The second point used in this example is that traditionalists push their ideas on society without leaving room for other opinions. The fact is that marriage is not MY idea. Marriage is (and has been for millennia) a universally recognized institution that fosters male-female sexual expression directed toward procreation and the building of families. Marriage has always been society’s way of recognizing a particular sexual relationship as important for transmitting values and bringing up the next generation of citizens. In short, marriage is the fundamental building-block of society.
How can we say that traditionalists push their idea on the rest of society, when in fact marriage has been received by all of us from society since time immemorial? Traditional marriage was not invented one day by a group of religious fundamentalists in order to oppress gays or force a certain theology on the community at large. Marriage predates Christianity. Marriage between man and woman is older than Biblical texts, older than religion, and extends back into pre-history.

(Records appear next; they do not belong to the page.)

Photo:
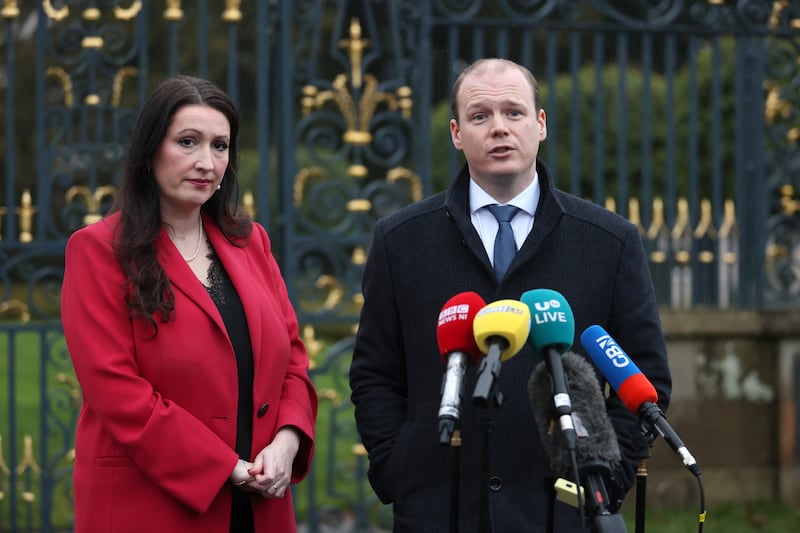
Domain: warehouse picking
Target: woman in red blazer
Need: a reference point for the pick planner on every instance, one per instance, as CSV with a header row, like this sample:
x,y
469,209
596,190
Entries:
x,y
198,412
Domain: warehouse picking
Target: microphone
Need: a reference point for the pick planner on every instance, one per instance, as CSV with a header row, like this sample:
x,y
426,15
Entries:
x,y
597,449
596,438
458,349
500,329
552,332
633,388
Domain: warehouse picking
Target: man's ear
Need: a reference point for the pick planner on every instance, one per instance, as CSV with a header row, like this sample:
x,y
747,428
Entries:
x,y
455,133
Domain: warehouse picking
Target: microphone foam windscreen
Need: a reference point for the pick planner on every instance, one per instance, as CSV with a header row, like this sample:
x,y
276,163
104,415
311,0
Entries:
x,y
596,438
552,323
454,327
508,319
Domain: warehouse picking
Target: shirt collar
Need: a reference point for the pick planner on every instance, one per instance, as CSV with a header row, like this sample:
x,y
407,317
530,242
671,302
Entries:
x,y
527,200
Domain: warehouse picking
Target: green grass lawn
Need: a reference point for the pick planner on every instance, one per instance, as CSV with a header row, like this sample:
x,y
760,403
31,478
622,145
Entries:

Traditionalists are not sinless, perfect, holier-than-thou religious freaks who want to force a rigid definition onto society. To be honest, traditionalists see marriage as something bigger than anything we in our imperfect state can tamper with. We know that we are imperfect sinful creatures, and that marriage has been handed to us from the history of humanity and we have no authority to change it or alter it in any way. It is those who do advocate a redefinition of marriage who must bear the burden of proof. What makes them so self-righteous and arrogant to believe that they have a “better” way of defining marriage?
So we can conclude with the following: Human sexuality is indeed an important facet of our being. It is a VERY “big deal.” It is such a big deal that cultures around the world, across the religious spectrum and all throughout human history have recognized the sexual relationship between man and woman as deserving of its own institution which we call marriage. Those who support traditional marriage between a man and a woman do so, not because we are arrogant or self-righteous, and certainly not because we think we are “better” than anyone else. We do so because we humbly accept what has been handed down to us from God or the “wisdom of the ages” or whatever you prefer to call the source of this venerable institution.
Those who support re-defining marriage must learn to accept the importance of human sexuality, not as some personal choice, but as a part of our human nature that touches the lives of others and affects the whole community. To try to change marriage into something that fits our personal desires and that flies in the face of every civilization, religion, and culture we have ever known is the very definition of self-righteous arrogance.